The adventures, mysteries and many lives of a Matisse masterpiece
Created in 1911, Henri Matisse's The Red Studio would go on to become one of the most influential works in the history of modern art. The painting, which has hung in MoMA's galleries since 1949, depicts the artist's studio in the Parisian suburb of Issy-les-Moulineaux, filled with his own artworks, furniture and decorative objects. Matisse's radical decision to saturate the work's surface with red has fascinated generations of scholars and artists, yet much remained to be discovered about the painting's genesis and history.

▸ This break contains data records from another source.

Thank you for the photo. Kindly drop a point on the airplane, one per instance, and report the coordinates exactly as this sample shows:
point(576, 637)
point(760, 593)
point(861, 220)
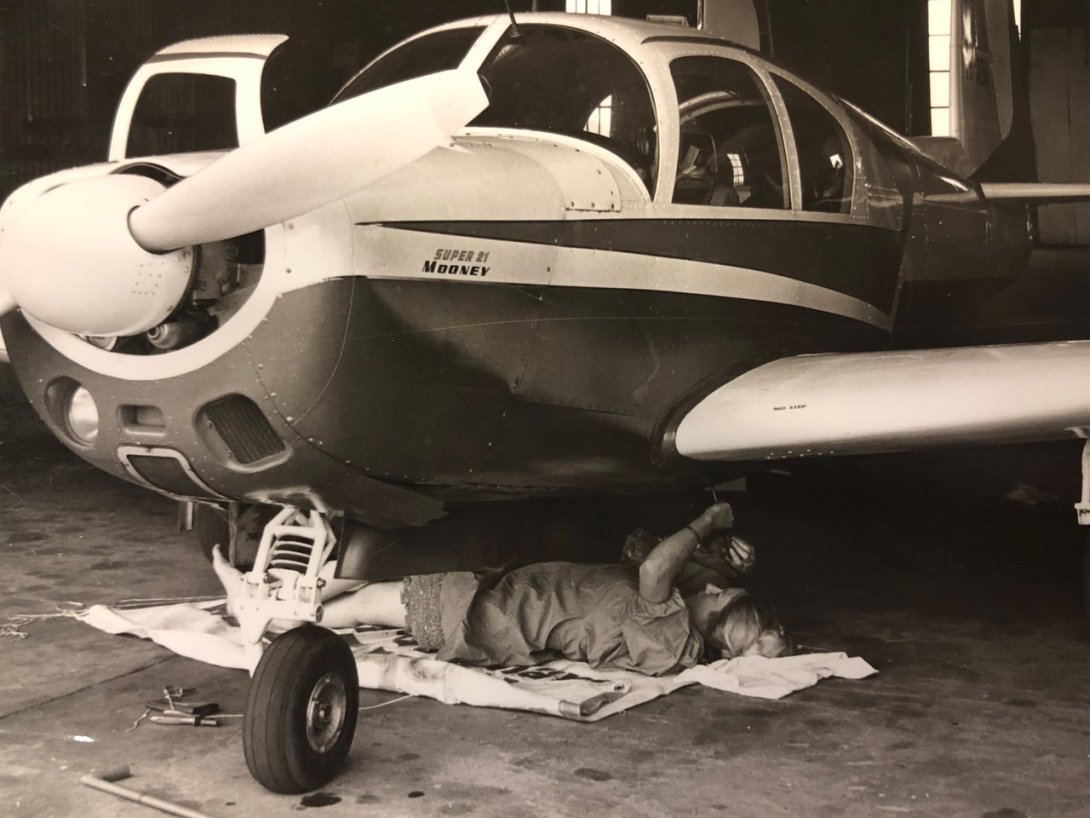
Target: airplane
point(517, 267)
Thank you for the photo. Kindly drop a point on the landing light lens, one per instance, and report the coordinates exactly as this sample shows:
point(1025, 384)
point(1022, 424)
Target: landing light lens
point(81, 414)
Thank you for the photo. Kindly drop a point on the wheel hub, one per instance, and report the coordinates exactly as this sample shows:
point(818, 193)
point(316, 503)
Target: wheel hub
point(325, 712)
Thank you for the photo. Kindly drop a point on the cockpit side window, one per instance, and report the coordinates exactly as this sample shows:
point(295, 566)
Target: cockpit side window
point(427, 55)
point(183, 112)
point(729, 152)
point(825, 159)
point(569, 82)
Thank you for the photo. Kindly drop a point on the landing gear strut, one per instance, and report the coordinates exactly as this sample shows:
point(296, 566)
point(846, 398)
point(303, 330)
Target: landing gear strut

Published in conjunction with an exhibition that reunites the artworks shown in The Red Studio for the first time since they left Matisse's work space, this copiously illustrated catalog examines the paintings and sculptures depicted in it, from familiar works such as Young Sailor II (1906) to lesser-known pieces whose locations have only recently been discovered. A narrative essay by Ann Temkin, the Marie-Josée and Henry Kravis Chief Curator of Painting and Sculpture at the Museum of Modern Art, New York, and Dorthe Aagesen, Chief Curator and Senior Researcher at Statens Museum for Kunst, Copenhagen, traces the life of The Red Studio, from the initial commissioning of the work in 1911 through its early history of exhibition and ownership to its arrival at MoMA after World War II. The book features a rich selection of archival materials, including photographs, letters and ephemera, many of which have never before been published or exhibited. With its groundbreaking research and close reading of the work, Matisse: The Red Studio transforms our understanding of this landmark of 20th-century art.